Oui, je le sentais, parce que déjà, de base, je suis quelqu’un de différent. D’incompris. Les gens me prennent tout le temps au deuxième degré, je ne sais pas pourquoi. Donc oui, je pensais avoir un destin particulier, mais je ne savais pas si ça allait être en bien ou en mal. Si j’allais galérer ou si j’allais m’en sortir.  


Ça a changé quoi la célébrité pour toi ? En positif et en négatif ? 

Du côté positif : ça gonfle ton compte en banque et tu croises des artistes avec qui tu voulais travailler, mais c’est tout franchement. Je sors beaucoup moins. Ma vie est de moins en moins privée, ce qui n’est pas évident pour un mec de 25 ans, surtout quand on aime faire la fête. Honnêtement, c’est quand je suis arrivé ici, à Dakar, que je me suis senti bien pour la première fois depuis que j’ai commencé à rapper.


C’est parce que ton anonymat y est préservé ? Qu’on ne t’arrête pas dans la rue toutes les cinq minutes ? 

Oui c’est ça. Y’a pas beaucoup de gens qui me connaissent ici. J’évite les coins où je risque de croiser trop de Marocains. Mais quand même, histoire de fou : la dernière fois j’étais à Saly*, il y avait un gars avec un pousse-pousse qui m’a reconnu ! J’étais choqué !

*Station balnéaire sénégalaise


Est-ce qu’il y a des choses auxquelles tu fais attention maintenant, quand tu publies sur les réseaux sociaux ? 

Bien sûr. Tu ne peux pas dire tout ce que tu veux. Y’a une certaine manière de parler de la musique, ou même du bled. 


Pourtant tu es connu pour ton franc parler et ta spontanéité…

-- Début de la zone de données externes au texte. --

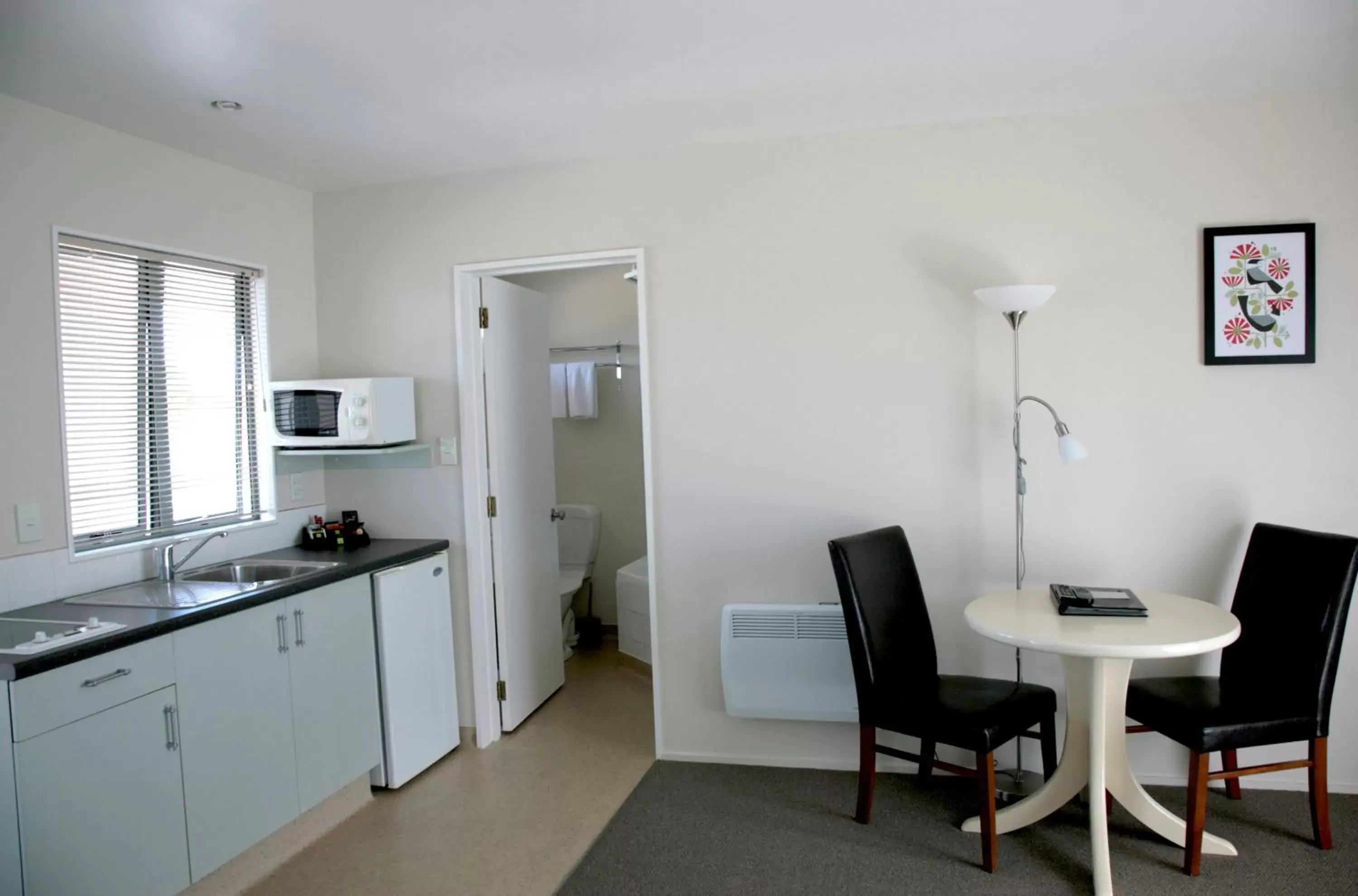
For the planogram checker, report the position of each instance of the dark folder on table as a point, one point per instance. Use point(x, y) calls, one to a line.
point(1083, 601)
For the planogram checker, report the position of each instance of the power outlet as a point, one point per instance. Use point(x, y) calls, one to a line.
point(28, 519)
point(449, 450)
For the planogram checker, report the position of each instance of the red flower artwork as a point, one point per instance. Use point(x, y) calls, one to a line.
point(1238, 330)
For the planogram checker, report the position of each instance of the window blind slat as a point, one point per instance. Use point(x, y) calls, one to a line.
point(159, 359)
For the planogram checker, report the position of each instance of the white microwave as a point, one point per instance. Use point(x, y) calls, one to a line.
point(362, 413)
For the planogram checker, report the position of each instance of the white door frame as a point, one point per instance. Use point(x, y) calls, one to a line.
point(476, 486)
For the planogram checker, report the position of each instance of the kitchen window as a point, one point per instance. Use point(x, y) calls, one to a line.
point(161, 391)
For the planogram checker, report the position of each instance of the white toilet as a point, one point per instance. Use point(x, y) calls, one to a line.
point(578, 546)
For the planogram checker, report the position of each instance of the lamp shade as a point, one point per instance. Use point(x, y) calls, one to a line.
point(1072, 448)
point(1007, 299)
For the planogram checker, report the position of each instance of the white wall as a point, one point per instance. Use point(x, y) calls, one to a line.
point(599, 461)
point(57, 170)
point(821, 367)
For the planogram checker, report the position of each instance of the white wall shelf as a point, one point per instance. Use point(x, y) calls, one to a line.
point(302, 459)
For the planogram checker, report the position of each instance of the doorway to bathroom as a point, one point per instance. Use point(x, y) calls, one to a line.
point(553, 379)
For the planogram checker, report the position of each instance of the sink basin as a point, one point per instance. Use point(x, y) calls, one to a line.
point(204, 586)
point(256, 572)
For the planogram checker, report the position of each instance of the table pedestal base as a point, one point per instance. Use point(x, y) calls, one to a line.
point(1095, 755)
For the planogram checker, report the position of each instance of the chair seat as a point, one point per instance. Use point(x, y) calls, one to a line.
point(1195, 712)
point(970, 712)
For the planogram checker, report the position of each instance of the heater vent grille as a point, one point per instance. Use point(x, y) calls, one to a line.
point(788, 626)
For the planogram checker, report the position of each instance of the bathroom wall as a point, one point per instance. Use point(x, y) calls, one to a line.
point(599, 461)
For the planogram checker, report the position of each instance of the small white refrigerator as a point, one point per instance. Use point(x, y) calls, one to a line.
point(417, 679)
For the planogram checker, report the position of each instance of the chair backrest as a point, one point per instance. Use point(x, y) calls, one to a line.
point(1292, 602)
point(890, 637)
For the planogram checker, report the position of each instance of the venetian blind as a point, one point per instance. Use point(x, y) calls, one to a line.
point(161, 391)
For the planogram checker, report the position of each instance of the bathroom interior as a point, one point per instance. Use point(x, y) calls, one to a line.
point(598, 455)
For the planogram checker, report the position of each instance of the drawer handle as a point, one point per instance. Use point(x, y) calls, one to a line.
point(172, 728)
point(109, 677)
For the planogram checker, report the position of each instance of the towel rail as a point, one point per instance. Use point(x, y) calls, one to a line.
point(613, 347)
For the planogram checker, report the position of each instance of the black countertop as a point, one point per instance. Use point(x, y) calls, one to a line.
point(148, 622)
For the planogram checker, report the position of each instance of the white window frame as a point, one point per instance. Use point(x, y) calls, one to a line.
point(268, 485)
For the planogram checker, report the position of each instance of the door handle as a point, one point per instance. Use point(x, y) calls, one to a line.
point(108, 677)
point(172, 727)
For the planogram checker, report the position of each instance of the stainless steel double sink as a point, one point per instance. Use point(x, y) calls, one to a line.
point(204, 586)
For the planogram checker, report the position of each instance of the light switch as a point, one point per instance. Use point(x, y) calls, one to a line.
point(29, 520)
point(449, 450)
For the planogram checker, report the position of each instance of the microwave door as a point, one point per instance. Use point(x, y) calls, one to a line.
point(307, 413)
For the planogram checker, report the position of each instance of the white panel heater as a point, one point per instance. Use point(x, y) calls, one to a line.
point(787, 662)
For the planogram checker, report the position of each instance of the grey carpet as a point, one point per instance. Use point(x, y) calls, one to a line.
point(704, 829)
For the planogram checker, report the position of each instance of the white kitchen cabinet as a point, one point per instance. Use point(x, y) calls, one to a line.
point(239, 767)
point(11, 884)
point(101, 804)
point(336, 717)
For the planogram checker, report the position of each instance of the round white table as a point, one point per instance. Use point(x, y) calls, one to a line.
point(1098, 653)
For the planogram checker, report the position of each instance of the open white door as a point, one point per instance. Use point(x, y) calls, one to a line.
point(523, 481)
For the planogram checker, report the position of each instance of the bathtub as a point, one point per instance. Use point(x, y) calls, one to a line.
point(633, 583)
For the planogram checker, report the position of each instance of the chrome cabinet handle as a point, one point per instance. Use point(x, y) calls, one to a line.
point(109, 677)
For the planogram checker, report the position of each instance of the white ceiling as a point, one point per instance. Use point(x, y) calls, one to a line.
point(345, 93)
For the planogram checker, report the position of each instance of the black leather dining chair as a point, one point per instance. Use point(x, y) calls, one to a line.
point(1276, 681)
point(895, 670)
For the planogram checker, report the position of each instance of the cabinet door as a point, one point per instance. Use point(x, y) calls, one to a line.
point(101, 804)
point(335, 687)
point(239, 773)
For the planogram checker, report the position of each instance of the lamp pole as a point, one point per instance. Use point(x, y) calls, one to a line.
point(1015, 303)
point(1012, 782)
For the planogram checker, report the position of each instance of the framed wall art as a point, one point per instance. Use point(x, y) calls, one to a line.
point(1259, 294)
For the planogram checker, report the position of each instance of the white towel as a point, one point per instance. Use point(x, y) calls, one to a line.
point(582, 390)
point(559, 390)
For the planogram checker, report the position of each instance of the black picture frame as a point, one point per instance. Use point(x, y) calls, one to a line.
point(1213, 322)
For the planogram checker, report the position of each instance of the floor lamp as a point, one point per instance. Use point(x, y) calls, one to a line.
point(1015, 303)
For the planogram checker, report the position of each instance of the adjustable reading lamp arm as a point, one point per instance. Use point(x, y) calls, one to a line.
point(1061, 427)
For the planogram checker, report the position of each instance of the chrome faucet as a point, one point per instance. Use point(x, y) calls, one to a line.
point(166, 568)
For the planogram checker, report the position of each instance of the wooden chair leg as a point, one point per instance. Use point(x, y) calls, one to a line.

Oui, parce que je pense que c’est comme ça que ça devrait être tout le temps. On devrait pouvoir dire ce que l’on veut. Si je rappe, ce n’est pas que pour moi, c’est pour les gars de mon âge et les autres. C’est pour les gens. On est plus dans les années 2000, on est en 2022 : on peut faire ce qu’on veut en vrai, sans forcément dépasser les limites, ou atteindre les marges du bled. Aujourd’hui, si tu veux rapper tu rappes, si tu veux danser tu danses, si tu veux fumer tu fumes. La seule personne qui peut te dire de le faire ou non, c’est toi-même. C’est ça le message que j’essaie de véhiculer avec mes sons, avec mes live, avec mes story. J’ai été élevé comme ça.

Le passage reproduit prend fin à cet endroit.